Part of the counterattack was a July 8, 2003, meeting with New York Times reporter Judith Miller at which Libby discussed the contents of a then-classified CIA report that seemed to undercut what Wilson was saying in public.

Separately, Libby said he understood he also was to tell Miller that prewar intelligence assessments had been that Iraq was "vigorously trying to procure" uranium, the prosecutor stated. In the run-up to the war, Cheney had insisted Iraq was trying to build a nuclear bomb.

The conclusion on uranium was contained in a National Intelligence Estimate, a consensus document of the U.S. intelligence community. Libby's statements came in grand jury testimony before he was charged with five counts of perjury, obstruction and lying to the FBI in the Plame probe.

Libby at first told the vice president that he could not have the July 8, 2003, conversation with Miller because of the classified nature of the National Intelligence Estimate on Iraq, Fitzgerald said. Libby testified to the grand jury "that the vice president later advised him that the president had authorized defendant to disclose the relevant portions" of the NIE.

Libby testified that he also spoke to David Addington, then counsel to the vice president, "whom defendant considered to be an expert in national security law, and Mr. Addington opined that presidential authorization to publicly disclose a document amounted to a declassification of the document."

Libby testified that he was specifically authorized to disclose the key judgments of the classified intelligence document because it was thought that its conclusions were "fairly definitive" against what Wilson had said and the vice president thought that it was "very important" for those key judgments to come out, the court papers stated.

After Wilson began attacking the administration, Cheney had a conversation with Libby, expressing concerns on whether a CIA-sponsored trip to the African nation of Niger by Wilson "was legitimate or whether it was in effect a junket set up by Mr. Wilson's wife," Fitzgerald wrote.

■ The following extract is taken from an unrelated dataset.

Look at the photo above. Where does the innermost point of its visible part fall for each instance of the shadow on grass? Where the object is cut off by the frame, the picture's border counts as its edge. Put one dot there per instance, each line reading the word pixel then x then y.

The suggestion that Plame sent her husband on the Africa trip has gotten widespread circulation among White House loyalists.

Wilson said he had concluded on his trip that it was highly doubtful Niger had sold uranium yellowcake to Iraq.

The prosecutor's court papers offer a glimpse inside the White House when the Justice Department launched a criminal investigation of the Plame leak in September 2003. Libby "implored White House officials" to issue a statement saying he had not been involved in revealing Plame's identity, and that when his initial efforts met with no success, he "sought the assistance of the vice president in having his name cleared," the prosecutor stated.

The White House eventually said neither Libby nor Karl Rove had been involved in the leak. Rove remains under criminal investigation.